Era conocido por su círculo más cercano su pasión por los
trenes. Cuando se sentía deprimida se sentaba en uno de los bancos de la
estación y se pasaba horas viendo pasar, un tren tras otro con la mirada
perdida y ensoñadora. Como si de una revelación se tratara supo donde tenían
que ir.
Se subieron en el coche de Alicia, en el que habían
venido, dejaron al desconsolado marido en la comisaría y por petición de María
se dirigieron hacia la estación de trenes. María José y Alicia aun creyendo que
no era buena idea comenzar por allí no se opusieron, aunque pensaban que lo más
lógico, si quería meter kilómetros por medio, sería coger un vuelo que la
llevara lo más rápido y lejos posible.
La luna reinaba en la cúpula celestial cubriendo la
ciudad con un manto oscuro donde las sombras se escondían en los rincones más
inhóspitos, expectantes y observando con ávida curiosidad la vida nocturna que
iba despertando poco a poco.
Llegaron a la estación.
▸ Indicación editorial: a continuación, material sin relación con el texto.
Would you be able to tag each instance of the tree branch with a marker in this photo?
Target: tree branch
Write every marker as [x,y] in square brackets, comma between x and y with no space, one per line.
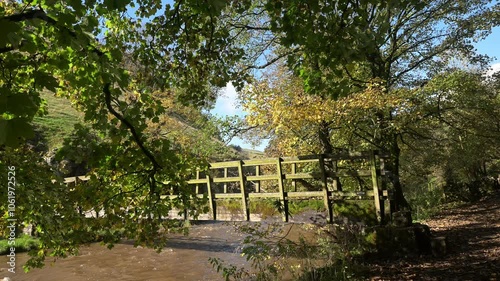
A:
[131,127]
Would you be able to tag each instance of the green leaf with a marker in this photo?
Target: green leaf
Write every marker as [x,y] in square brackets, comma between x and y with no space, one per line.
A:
[13,132]
[119,5]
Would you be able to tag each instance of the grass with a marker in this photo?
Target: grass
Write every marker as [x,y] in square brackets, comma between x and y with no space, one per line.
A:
[60,121]
[23,243]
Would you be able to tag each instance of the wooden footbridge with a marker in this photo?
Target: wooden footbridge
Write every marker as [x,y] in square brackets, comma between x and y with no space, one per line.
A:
[289,178]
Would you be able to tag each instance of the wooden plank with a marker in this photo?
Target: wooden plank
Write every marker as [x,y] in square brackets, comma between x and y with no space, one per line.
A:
[294,171]
[198,181]
[227,164]
[379,204]
[259,162]
[281,189]
[360,173]
[302,176]
[261,178]
[257,184]
[244,195]
[305,194]
[225,184]
[265,195]
[211,199]
[336,180]
[227,195]
[230,179]
[326,198]
[197,189]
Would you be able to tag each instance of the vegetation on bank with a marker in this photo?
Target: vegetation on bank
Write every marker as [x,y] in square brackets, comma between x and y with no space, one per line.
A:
[23,243]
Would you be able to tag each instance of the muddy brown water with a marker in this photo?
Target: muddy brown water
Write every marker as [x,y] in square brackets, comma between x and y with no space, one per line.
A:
[184,258]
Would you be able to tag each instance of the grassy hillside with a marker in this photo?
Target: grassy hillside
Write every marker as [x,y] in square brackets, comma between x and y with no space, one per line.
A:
[62,117]
[59,122]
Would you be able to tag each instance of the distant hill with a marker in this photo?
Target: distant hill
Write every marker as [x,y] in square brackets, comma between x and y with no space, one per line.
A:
[62,117]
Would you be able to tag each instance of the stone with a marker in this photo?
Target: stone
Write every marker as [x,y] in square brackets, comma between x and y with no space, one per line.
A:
[438,246]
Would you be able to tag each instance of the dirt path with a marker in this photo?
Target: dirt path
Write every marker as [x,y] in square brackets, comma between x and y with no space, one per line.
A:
[473,233]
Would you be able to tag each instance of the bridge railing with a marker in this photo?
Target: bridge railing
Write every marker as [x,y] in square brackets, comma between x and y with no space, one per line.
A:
[246,180]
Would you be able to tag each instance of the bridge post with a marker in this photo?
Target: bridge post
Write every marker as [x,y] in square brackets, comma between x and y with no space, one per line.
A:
[326,195]
[283,200]
[377,192]
[257,183]
[211,198]
[244,194]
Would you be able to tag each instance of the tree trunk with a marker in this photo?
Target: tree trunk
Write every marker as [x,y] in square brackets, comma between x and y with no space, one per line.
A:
[324,138]
[400,203]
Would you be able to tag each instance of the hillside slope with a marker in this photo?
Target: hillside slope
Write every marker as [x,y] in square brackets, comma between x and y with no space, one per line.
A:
[62,117]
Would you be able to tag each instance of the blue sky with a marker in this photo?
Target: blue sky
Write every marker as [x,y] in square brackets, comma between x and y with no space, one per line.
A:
[227,103]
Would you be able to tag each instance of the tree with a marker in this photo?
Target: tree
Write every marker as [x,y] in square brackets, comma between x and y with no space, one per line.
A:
[343,47]
[83,50]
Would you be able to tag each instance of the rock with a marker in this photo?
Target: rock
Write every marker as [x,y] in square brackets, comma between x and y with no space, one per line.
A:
[402,241]
[438,246]
[401,218]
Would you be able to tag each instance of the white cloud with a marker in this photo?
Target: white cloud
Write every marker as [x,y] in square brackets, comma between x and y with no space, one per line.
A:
[227,102]
[494,68]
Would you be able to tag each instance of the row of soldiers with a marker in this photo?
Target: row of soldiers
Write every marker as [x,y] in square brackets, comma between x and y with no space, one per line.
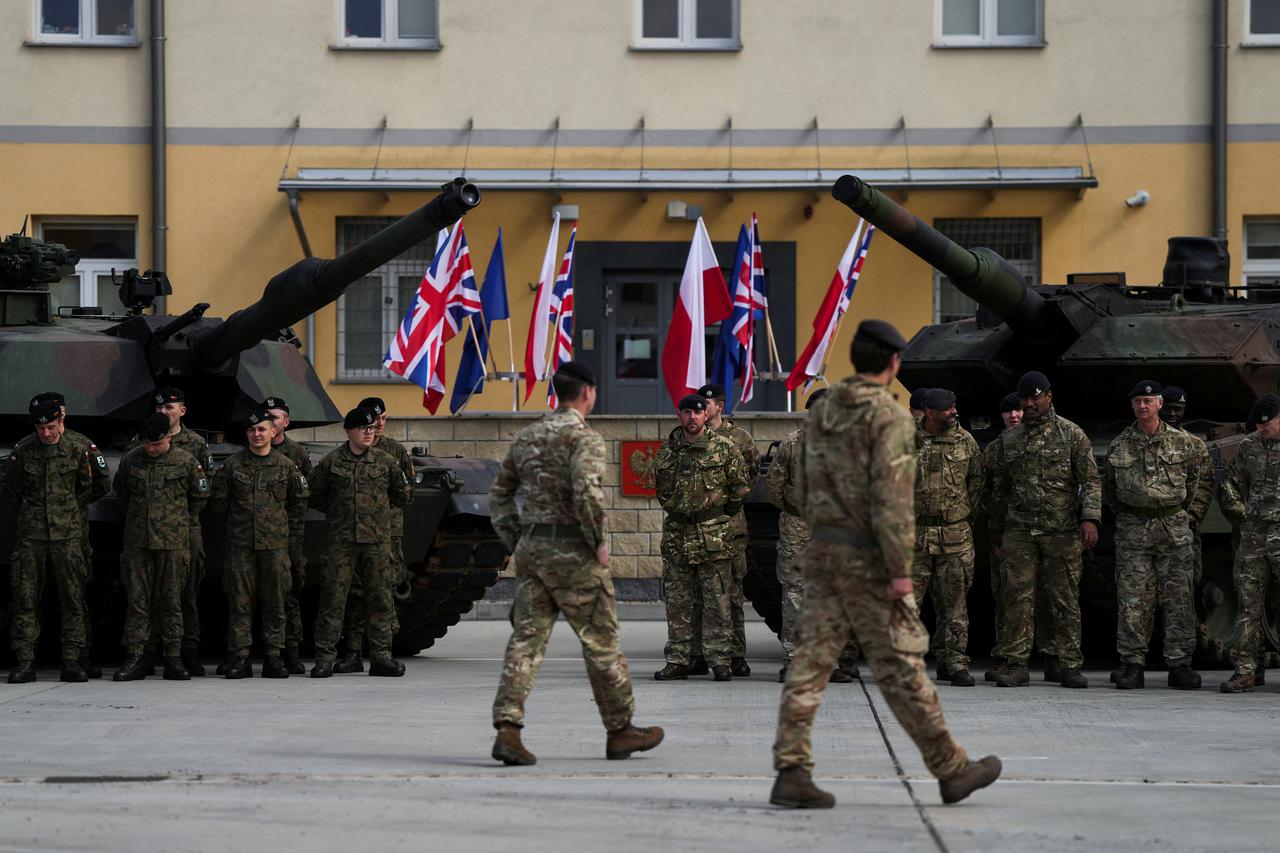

A esas horas estaba casi vacía.
Sólo había un tren. Sin embargo, en la pantalla de salida no mencionaban
ninguna partida inminente.
Varias personas caminaban hacia él por el andén. No
llevaban equipaje. Su caminar era lento. Sin embargo, había algo en sus rostros
diferente a lo que habían visto hasta ese momento. Sonreían y sus facciones
denotaban paz y tranquilidad.
Vieron a una mujer sentada en uno de los bancos. Llevaba
un abrigo negro y su negra y larga melena estaba recogida en una coleta. La
reconocieron. Era ella. Era Pili.
Gritaron su nombre mientras apuraban el paso a su
encuentro.
Ella parecía no oírlas.
Se levantó y comenzó a caminar hacia aquel tren,
entremezclándose con los otros pasajeros. La perdieron de vista.
Las tres gritaron al unísono su nombre. Era tal el
barullo que estaban armando que un revisor se acercó a ellas cortándoles el
paso con una mirada cargada de reproche y visiblemente enfadado. Les preguntó a
dónde se dirigían.
Hablaron las tres a la vez rápida y atropelladamente,
rogándole, implorándole que las dejara pasar para hablar con su amiga que se
iba a subir a aquel tren.
El hombre las miró de hito en hito. Impasible ante sus
ruegos les pidió que se calmaran.
Tardaron unos minutos en hacerlo. Mientras tanto el andén
se había quedado vacío. Todos los pasajeros se habían subido ya a aquel tren y
éste comenzaba a deslizarse lentamente por la vía, hacia un destino desconocido.
El móvil de María sonó insistente al recibir un mensaje.
Era del marido. Tenía noticias de su mujer.
Mientras tanto el revisor les recriminaba enérgicamente:
-Señoritas, no puedo dejarlas subir a ese tren.
- ¿Por qué? –preguntaron ellas.
-Porque ustedes no están muertas –les respondió.
Lo miraron sin comprender.
María les enseñó el mensaje que había recibido.
Habían encontrado el cuerpo de su amiga. Se había cortado
las venas sobre la tumba de su hijo.